Les poursuites judiciaires engagées contre le journaliste Abdrahamane Keïta devant le Pôle judiciaire spécialisé de lutte contre la cybercriminalité marquent un nouveau tournant à Bamako. Ce professionnel des médias est aujourd’hui ciblé pour avoir exposé de manière lucide la dégradation de la situation sécuritaire à Kidal et les revers enregistrés par l’armée.
Plutôt que d’apporter des réponses claires aux inquiétudes de la population face à l’instabilité croissante dans le Nord, le pouvoir militaire choisit d’orienter l’appareil judiciaire contre les observateurs indépendants. En s’appuyant sur la législation liée à la cybercriminalité, les autorités de transition cherchent à imposer un silence absolu autour de leur gestion de la crise.
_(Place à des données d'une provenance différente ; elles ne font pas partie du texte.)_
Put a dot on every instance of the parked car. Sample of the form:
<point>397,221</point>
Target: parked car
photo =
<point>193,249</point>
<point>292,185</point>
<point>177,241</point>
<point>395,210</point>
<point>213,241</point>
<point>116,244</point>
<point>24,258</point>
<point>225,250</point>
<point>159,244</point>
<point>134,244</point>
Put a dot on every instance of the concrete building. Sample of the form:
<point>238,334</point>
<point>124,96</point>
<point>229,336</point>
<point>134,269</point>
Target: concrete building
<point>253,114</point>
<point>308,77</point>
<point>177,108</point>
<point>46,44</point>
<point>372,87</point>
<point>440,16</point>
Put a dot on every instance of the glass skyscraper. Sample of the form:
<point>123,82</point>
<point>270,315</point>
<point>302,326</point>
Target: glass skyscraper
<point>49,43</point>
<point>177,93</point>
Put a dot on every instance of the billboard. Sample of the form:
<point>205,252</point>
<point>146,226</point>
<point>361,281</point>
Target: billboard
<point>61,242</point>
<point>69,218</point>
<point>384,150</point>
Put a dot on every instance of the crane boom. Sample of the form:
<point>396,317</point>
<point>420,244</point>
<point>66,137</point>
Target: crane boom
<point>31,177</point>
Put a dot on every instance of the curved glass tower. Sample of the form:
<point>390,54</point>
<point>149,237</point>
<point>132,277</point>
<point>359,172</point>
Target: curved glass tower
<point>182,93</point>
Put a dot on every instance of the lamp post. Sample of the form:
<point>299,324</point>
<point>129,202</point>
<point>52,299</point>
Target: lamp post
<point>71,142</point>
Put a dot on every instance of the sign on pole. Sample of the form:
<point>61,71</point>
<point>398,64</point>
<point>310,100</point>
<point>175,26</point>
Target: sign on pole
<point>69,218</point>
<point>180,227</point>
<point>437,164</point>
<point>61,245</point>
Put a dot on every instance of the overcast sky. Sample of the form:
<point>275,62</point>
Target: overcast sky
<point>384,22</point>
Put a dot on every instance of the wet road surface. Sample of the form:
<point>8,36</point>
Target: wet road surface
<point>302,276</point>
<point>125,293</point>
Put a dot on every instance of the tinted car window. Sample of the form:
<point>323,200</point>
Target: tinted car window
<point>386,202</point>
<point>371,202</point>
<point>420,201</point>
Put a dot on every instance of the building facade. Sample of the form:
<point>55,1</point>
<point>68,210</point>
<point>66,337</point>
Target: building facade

Une répression systématique des voix indépendantes
Le cas de ce journaliste s’inscrit dans une dynamique de censure plus globale visant à neutraliser toute contestation du récit officiel :
- Au Mali, le célèbre chroniqueur Mohamed Youssouf Bathily, connu sous le nom de Ras Bath, reste incarcéré pour ses prises de position publiques. L’universitaire Étienne Fakaba Sissoko purge également une peine de prison ferme à la suite de la publication d’un ouvrage critique, tandis que l’activiste Rokia Doumbia a été arrêtée pour avoir dénoncé la vie chère. Des personnalités comme Clément Dembélé ont quant à elles fait l’objet d’arrestations arbitraires et de disparitions temporaires.
- Cette méthode de réduction au silence s’étend à l’échelle régionale. Au Burkina Faso, des journalistes et chroniqueurs comme Serge Oulon, Alain Traoré ou Kalifara Séré ont été enlevés ou réquisitionnés de force pour être envoyés sur le front après avoir exprimé des réserves sur la conduite de la guerre. Au Niger, des figures de l’information comme Moussa Kaka continuent de subir des pressions policières et administratives régulières.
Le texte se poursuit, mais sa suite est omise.